Support Debugging Tool for Microsoft Dynamics GP 10.0 Secure Link
Support Debugging Tool for Microsoft Dynamics GP 2010 (v11.0) Secure Link

Also, I will be writing in the coming days on some of the features I personally suggested and that are now a part of the Support Debugging Tool.

Until next post!

Mariano Gomez, MVP
IntellPartners, LLC

>Resetting Security Roles and Task with the Support Debugging Tool

April 18, 2011

>This is my first after Convergence post and I have to say, I came away with enough questions from attendees to fill the blog for the remainder of the year. One such questions came from someone attending the interactive discussion session on security, IDGP04-R2 Tips and Tricks for Maintaining Security in Microsoft Dynamics GP – see Microsoft Dynamics Convergence Atlanta 2011: Day 4 Morning Closing Session (Cont.) for more on what transpired that day.

The individual in question wanted to know if there is a way or method to “reset” all Microsoft Dynamics GP security roles and tasks to the out-of-the-box defaults once these had been changed. After thinking about it for a bit, there is effectively a way using the Support Debugging Tool.

Step 1 – Export the security tables from a brand new installation of Microsoft Dynamics GP
In a brand new installation of Microsoft Dynamics GP, install and use the Support Debugging Tool’s XML Table Export feature to create a SECURITY profile ID, including all the security tables as shown below.

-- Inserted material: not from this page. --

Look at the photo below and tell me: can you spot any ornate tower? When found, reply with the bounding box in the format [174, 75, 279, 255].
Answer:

XML Table Export – SECURITY profile ID

 Step 2 – Optional: Clear the destination system’s security tables

You can then create a script using the Support Debugging Tool’s SQL Execute that will clear all the security tables in your destination system, as shown below.

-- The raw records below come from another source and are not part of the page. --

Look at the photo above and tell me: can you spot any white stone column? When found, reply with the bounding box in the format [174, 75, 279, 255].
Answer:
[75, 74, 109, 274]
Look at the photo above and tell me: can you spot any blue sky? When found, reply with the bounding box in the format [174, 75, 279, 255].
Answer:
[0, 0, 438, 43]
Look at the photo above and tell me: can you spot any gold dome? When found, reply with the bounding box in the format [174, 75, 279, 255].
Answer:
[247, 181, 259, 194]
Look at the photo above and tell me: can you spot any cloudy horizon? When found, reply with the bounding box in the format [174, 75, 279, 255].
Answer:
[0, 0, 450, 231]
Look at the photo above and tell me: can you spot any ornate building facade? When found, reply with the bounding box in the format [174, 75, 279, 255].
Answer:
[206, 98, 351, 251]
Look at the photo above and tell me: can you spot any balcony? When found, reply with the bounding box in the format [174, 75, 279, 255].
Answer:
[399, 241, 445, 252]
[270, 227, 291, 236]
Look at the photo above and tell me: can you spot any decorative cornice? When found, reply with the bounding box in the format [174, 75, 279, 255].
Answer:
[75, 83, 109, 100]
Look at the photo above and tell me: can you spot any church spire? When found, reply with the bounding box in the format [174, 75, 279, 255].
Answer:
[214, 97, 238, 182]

SQL Execute – Clears security tables

By saving the script ID we can reuse the code as many times as needed or for future resets. Note also, that I have used the Dexterity table notation in the DELETE statement as I already had the names in the XML Table Export window.

Step 3 – Import the records exported in step 1 into the destination system

Finally, we can use Support Debugging Tool’s XML Table Import feature to reset security and reload the defaults from the XML file exported in step 1. Note that I have marked the Overwrite Table Contents option, which would render step 2 not necessary. However, having step 2 reduces your chances of forgetting to select this checkmark.

XML Table Import

I have attached the SECURITY profile ID and the RESET_SECURITY script ID at the bottom of this post. I am also including the exported security tables XML files with the default security tasks, roles and assignments. Remember that you can choose a reduce set of data to export or remove tables that you may not want to import. It all depends what level of granularity you are trying to achieve.


DebuggerInfo.zip – contains SECURITY profile ID, RESET_SECURITY script ID, and default security roles, tasks and operations for Microsoft Dynamics GP 2010.